1- J.D. Nathalie Fourmy, bonjour et bienvenue sur Clicinfospectacles.fr, tout d’abord pouvez-vous présenter à nos lecteurs ?
N.F. Je salue tous ceux qui nous lisent et suis ravie de leur présenter ma BD.
De racines basques et bretonnes à la fois, j’ai pas mal voyagé dans ma jeunesse, toujours crayons et carnet à la main, et j’ai très tôt cultivé le goût des pays lointains. Lire et écrire des histoires étaient pour moi des hobbies passionnants, spécialement les bandes-dessinées ! Après différents métiers, je suis revenue à ma passion du dessin pour débuter dans l’illustration professionnelle.
2- J.D. A l’occasion des 80 ans de la destruction de Nagasaki, vous venez de publier aux éditions Plein Vent « Nagasaki 1945 », comment êtes vous arrivée sur le projet et qu’est qui vous a intéressée ?
N.F. J’avoue que ce projet, la réalisation d’une première BD, m’est « tombée dessus » à l’improviste et n’était pas du tout prévu ! Je pensais me cantonner à une activité de dessin quand un jour j’ai reçu, après une erreur de commande en ligne, un vieux livre d’occasion intitulé Les Cloches de Nagasaki. Un peu dubitative, je l’ai quand-même ouvert et… ce fut un choc. J’ai découvert le récit bouleversant et authentique du docteur Nagaï et sa femme Midori, tous deux vivant à Nagasaki au moment du deuxième bombardement atomique de l’histoire. Je me suis dit aussitôt « il faut écrire une BD sur ce couple, il faut qu’il soit connu car son message peut redonner espoir à beaucoup de personnes aujourd’hui ».
3- J.D. C’est à travers l’histoire de Takashi et Midori Nagai que vous décidez de raconter cette terrible catastrophe ?
N.F. Je dirai que c’est plutôt en racontant l’histoire de Takashi et Midori que je me suis penchée sur celle de l’explosion nucléaire. Celle-ci prend évidemment une proportion immense dans l’histoire du couple, comme dans celle du Japon et du monde, mais le message de la BD est ailleurs. C’est la transformation d’un jeune médecin balloté par les secousses terribles de la guerre en celui qu’on appelera bientôt le Ghandi Japonais, auprès de qui on viendra chercher -et recevoir- consolation, lumière et espérance pour sa propre vie .

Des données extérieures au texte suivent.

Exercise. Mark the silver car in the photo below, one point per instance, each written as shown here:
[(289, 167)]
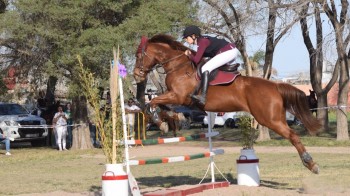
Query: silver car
[(16, 121)]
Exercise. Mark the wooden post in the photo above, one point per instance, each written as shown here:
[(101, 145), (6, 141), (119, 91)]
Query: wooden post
[(114, 94)]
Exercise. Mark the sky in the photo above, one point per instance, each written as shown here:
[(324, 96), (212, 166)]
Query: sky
[(291, 56)]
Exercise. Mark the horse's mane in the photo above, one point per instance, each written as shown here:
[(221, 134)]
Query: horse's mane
[(167, 39)]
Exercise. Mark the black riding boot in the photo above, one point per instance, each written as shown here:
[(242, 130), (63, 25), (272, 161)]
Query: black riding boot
[(204, 84)]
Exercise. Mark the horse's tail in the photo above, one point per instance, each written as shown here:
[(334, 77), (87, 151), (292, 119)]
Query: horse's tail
[(295, 101)]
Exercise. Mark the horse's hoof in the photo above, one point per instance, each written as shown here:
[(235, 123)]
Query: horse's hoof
[(164, 127), (315, 169)]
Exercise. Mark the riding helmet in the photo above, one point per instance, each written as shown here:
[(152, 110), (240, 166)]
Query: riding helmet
[(190, 30)]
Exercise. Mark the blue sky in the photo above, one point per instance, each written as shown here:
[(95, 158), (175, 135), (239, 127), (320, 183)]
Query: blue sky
[(290, 56)]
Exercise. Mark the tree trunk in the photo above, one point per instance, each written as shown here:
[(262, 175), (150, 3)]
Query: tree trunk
[(339, 24), (50, 90), (322, 114), (342, 121), (81, 132)]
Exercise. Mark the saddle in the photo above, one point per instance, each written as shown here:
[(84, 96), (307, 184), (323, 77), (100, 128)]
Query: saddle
[(223, 75)]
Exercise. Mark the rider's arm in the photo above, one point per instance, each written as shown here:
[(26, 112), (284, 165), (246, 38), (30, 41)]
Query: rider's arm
[(203, 43)]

L’horreur qui suivit l’explosion de la bombe est très bien décrite dans ses mémoires, avec ces êtres pulvérisés, ces survivants devenus fous, ces malades incurables, et cette ville engloutie sous les cendres. J’ai essayé de l’évoquer sans voyeurisme dans ma BD, mais les documents consultés pour y arriver étaient d’une violence rare. Et pourtant, même le cataclysme de la bombe nucléaire n’a pu empêcher le docteur de trouver le chemin du bonheur véritable. Au lendemain de cette tragédie, Takashi, malade incurable, est capable de dire : « j’ai retrouvé mon cœur d’enfant, enfin je suis heureux ».
4- J.D. Qui étaient-ils ?
N.F. A la veille de la deuxième guerre mondiale, le docteur Takashi Nagaï était un jeune médecin japonais brillant, chercheur et pionnier en Radiologie, la science de l’atome, autrement dit du nucléaire. D’abord athée quoique de culture religieuse Shinto comme ses parents, il rencontra les descendants des « chrétiens cachés » (voir explication plus bas) à Nagasaki et se convertit au catholicisme. Il épousa une courageuse petite institutrice de campagne avec qui il essaiera de fonder un foyer heureux malgré les guerres qui se succèdent, jusqu’à l’explosion terrible de la 2ème bombe atomique de l’histoire, sur la ville de Nagasaki. Le récit de leur vie fera le tour du monde dans les années cinquante, grâce à l’essai autobiographique de Takashi, Les Cloches de Nagasaki. Le docteur y explique comment il survécut au bombardement nucléaire alors qu’il se trouvait à l’hôpital universitaire de Nagasaki, à 700m de l’hypocentre, et comment il vint en aide aux victimes avec l’aide de quelques survivants. Malade, Takashi continuera d’aider les victimes de la bombe en écrivant pour les faire connaître et pour promouvoir la paix. Beaucoup de personnes, inspirées par son témoignage, viendront lui demander conseil au lendemain de la guerre, pour retrouver la force d’être heureux.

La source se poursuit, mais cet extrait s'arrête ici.